Abstract: The detection of radioactive materials in rhinoceros horns presents multiple challenges. Calculating the maximum and type of activity to implant into the horn is an initial goal, and the follow up goal is ascertaining if sufficient activity is present to be detected at ports of entry. Detection of illicit radioactive materials via a portal monitor is complex. Creation of a theoretical function to determine the minimum activity necessary to alarm a portal monitor was attempted. Typically, portal monitors operate with a decision level set for a Type 1 error of 5% and a Type 2 error of 50%. Since the goal is detection, a missed detection is unwanted in this situation. Using an activity goal that achieves a Type 2 error of 5% is desirable. Additionally, an assumed time for counting the sample is needed. The assumed sample count time for the model was the transit time of three detector widths. The activity is further constrained to be contained within a thickness of steel similar to that of a container. Completion of the detection criteria in combination with the maximum activity will provide a theoretical basis for the minimum activity required in a rhinoceros horn to allow detection at a port of entry.

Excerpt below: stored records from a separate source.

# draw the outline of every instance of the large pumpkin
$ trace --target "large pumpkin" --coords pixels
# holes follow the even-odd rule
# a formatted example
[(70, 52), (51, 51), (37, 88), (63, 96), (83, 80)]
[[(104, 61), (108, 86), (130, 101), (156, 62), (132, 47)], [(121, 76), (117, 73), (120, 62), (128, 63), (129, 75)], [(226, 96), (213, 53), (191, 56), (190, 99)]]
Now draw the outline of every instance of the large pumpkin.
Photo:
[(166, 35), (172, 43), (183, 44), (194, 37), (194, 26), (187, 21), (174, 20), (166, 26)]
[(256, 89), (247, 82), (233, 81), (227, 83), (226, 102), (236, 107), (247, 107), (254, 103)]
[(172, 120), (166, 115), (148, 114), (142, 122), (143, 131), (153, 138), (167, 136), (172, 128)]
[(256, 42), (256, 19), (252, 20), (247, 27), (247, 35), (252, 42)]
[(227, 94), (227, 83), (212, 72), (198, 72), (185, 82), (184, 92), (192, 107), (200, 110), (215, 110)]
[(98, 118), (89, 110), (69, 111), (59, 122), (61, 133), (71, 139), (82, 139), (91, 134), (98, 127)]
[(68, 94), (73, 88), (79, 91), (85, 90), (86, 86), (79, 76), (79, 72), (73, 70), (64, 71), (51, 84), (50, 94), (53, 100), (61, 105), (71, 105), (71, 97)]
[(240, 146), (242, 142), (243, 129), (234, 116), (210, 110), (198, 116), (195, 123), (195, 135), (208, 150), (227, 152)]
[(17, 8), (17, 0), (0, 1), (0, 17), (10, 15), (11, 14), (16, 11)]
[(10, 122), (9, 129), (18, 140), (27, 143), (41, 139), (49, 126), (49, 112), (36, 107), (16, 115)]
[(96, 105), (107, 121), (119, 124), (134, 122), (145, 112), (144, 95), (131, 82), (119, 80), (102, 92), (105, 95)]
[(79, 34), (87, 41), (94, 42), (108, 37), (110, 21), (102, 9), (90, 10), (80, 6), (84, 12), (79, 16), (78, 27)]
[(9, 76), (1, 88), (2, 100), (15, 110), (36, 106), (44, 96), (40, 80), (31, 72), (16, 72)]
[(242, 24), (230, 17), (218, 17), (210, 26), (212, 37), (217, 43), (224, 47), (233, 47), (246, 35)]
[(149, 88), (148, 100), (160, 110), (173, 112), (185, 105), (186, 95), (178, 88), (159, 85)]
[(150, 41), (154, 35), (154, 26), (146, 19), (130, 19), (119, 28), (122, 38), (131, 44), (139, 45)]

MPM-B.7   16:40  The Rhisotope Project: Where to after rhinos? How else might the techniques being developed by the project be applied? James Larkin, University of Witwatersrand, Johannesburg

Abstract: Ever since people have heard about the project, pleas have been made to see where else the technique might be applied. From illicit logging to the sale of pangolins and their scales. Illicit wildlife trafficking globally has been estimated to be worth $40 billion annually. It is on a par with drugs, weapons, and human trafficking. Consideration will be given to the practical, legal, regulatory, and ethical issues associated with potential applications.